Early IL-6 signalling promotes IL-27 dependent maturation of regulatory T cells in the lungs and resolution of viral immunopathology

Interleukin-6 is a pleiotropic, pro-inflammatory cytokine that can promote both innate and adaptive immune responses. In humans with respiratory virus infections, such as Respiratory Syncytial Virus (RSV), elevated concentrations of IL-6 are associated with more severe disease. In contrast the polymorphisms in the Il6 promoter which favour lower IL-6 production are associated with increased risk of both RSV and Rhinovirus infections. To determine the precise contribution of IL-6 to protection and pathology we used murine models of respiratory virus infection. RSV infection resulted in increased IL-6 production both in the airways and systemically which remained heightened for at least 2 weeks. IL-6 depletion early, but not late, during RSV or Influenza A virus infection resulted in significantly increased disease associated with an influx of virus specific T _H1 and cytotoxic CD8 ⁺ T cells, whilst not affecting viral clearance. IL-6 acted by driving production of the immunoregulatory cytokine IL-27 by macrophages and monocytes, which in turn promoted the local maturation of regulatory T cells. Concordantly IL-27 was necessary to regulate T _H1 responses in the lungs, and sufficient to limit RSV induced disease. Overall we found that during respiratory virus infection the prototypic inflammatory cytokine IL-6 is a critical anti-inflammatory regulator of viral induced immunopathology in the respiratory tract through its induction of IL-27.

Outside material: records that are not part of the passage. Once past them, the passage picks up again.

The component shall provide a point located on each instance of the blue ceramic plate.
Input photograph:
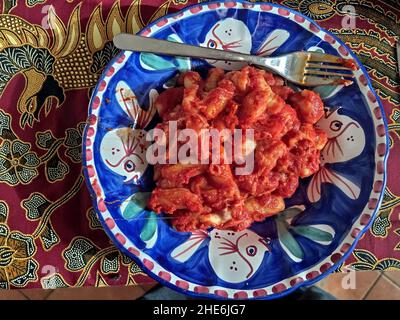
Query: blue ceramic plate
(323, 220)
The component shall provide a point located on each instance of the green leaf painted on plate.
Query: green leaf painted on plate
(289, 243)
(361, 266)
(290, 213)
(183, 63)
(155, 62)
(136, 205)
(149, 228)
(365, 256)
(388, 263)
(313, 233)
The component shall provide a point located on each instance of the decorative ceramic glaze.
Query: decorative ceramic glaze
(323, 220)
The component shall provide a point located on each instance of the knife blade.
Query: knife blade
(398, 57)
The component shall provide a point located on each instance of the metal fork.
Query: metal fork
(301, 67)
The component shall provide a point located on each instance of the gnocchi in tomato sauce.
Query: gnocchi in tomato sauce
(286, 146)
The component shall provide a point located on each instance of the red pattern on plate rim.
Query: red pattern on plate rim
(279, 287)
(380, 129)
(380, 167)
(89, 155)
(121, 238)
(355, 233)
(363, 80)
(265, 7)
(240, 295)
(213, 5)
(345, 247)
(295, 281)
(378, 185)
(248, 5)
(283, 12)
(162, 22)
(372, 203)
(96, 102)
(165, 275)
(96, 188)
(313, 27)
(221, 293)
(92, 119)
(101, 204)
(121, 58)
(311, 275)
(110, 223)
(336, 257)
(90, 132)
(299, 18)
(148, 264)
(178, 15)
(371, 96)
(328, 38)
(378, 113)
(230, 4)
(325, 267)
(134, 251)
(343, 51)
(201, 289)
(381, 149)
(182, 284)
(196, 9)
(259, 293)
(110, 72)
(146, 32)
(90, 170)
(102, 85)
(365, 218)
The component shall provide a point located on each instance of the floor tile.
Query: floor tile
(393, 275)
(11, 295)
(384, 289)
(92, 293)
(343, 287)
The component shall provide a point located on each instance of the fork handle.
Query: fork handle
(131, 42)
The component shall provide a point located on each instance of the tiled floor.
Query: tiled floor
(367, 285)
(363, 285)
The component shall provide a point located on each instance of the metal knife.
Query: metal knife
(398, 57)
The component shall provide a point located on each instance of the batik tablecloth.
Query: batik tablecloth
(51, 54)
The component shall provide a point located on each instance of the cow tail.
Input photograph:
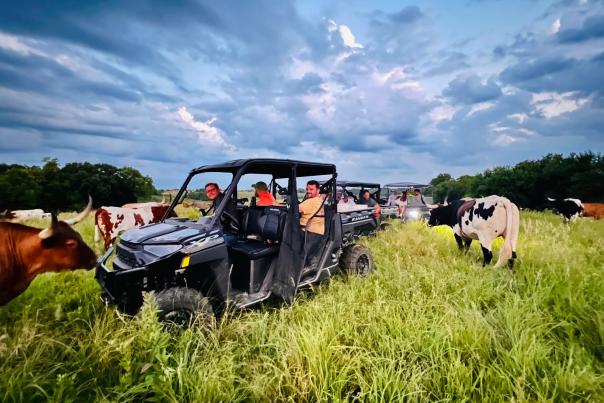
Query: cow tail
(97, 233)
(506, 251)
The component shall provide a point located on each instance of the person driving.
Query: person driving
(368, 200)
(312, 220)
(264, 197)
(392, 199)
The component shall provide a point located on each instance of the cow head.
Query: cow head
(62, 248)
(568, 208)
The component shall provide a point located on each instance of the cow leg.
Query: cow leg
(459, 241)
(487, 255)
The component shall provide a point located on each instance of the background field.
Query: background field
(428, 324)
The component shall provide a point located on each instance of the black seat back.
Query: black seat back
(271, 223)
(268, 222)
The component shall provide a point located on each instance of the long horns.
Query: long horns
(47, 232)
(82, 215)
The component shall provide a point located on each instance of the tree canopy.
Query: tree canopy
(529, 183)
(55, 188)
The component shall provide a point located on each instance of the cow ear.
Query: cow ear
(48, 232)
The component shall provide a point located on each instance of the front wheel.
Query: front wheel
(357, 259)
(181, 306)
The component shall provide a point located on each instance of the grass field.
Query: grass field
(428, 324)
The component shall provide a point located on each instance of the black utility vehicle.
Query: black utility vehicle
(354, 189)
(244, 253)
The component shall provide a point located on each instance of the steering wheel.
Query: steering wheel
(230, 221)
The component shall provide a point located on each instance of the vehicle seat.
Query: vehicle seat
(265, 222)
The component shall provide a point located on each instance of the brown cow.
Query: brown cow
(111, 221)
(26, 252)
(595, 210)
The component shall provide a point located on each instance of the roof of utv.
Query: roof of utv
(279, 168)
(356, 184)
(405, 185)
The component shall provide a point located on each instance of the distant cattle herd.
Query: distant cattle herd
(27, 251)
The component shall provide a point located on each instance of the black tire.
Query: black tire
(356, 260)
(181, 306)
(385, 226)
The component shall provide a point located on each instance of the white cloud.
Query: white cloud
(483, 106)
(504, 140)
(442, 112)
(519, 117)
(552, 104)
(348, 37)
(555, 27)
(207, 134)
(345, 33)
(16, 45)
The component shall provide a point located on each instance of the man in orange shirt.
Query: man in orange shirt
(265, 198)
(312, 220)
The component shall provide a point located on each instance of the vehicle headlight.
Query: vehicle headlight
(413, 213)
(161, 250)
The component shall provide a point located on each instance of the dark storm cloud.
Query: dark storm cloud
(471, 89)
(559, 74)
(593, 27)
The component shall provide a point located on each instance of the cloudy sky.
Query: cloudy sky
(388, 90)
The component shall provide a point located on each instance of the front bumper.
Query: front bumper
(115, 284)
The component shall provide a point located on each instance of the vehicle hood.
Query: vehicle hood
(170, 232)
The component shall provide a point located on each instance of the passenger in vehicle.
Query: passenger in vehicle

In clearing a respiratory virus, the host must strike a careful balance between the need to clear the infection and the potential of the immune response to damage the delicate structure of the lungs. Here we show that Interleukin-6, a soluble mediator commonly associated with inflammation and seen in humans with severe respiratory infection, is actually critical in promoting the resolution of the host response to respiratory virus infection and limiting disease. We have found that the early production of IL-6 after infection promotes the production of the regulatory mediator Interleukin-27 by lung resident immune cells, which in turn drives suppression of otherwise damaging inflammation. Removal of either IL-6 or IL-27 enhances disease during viral infection, while restoration of IL-27 is sufficient to allow faster recovery. Thus we have identified a novel immunological network within the respiratory tract which accelerates recovery after respiratory virus infection.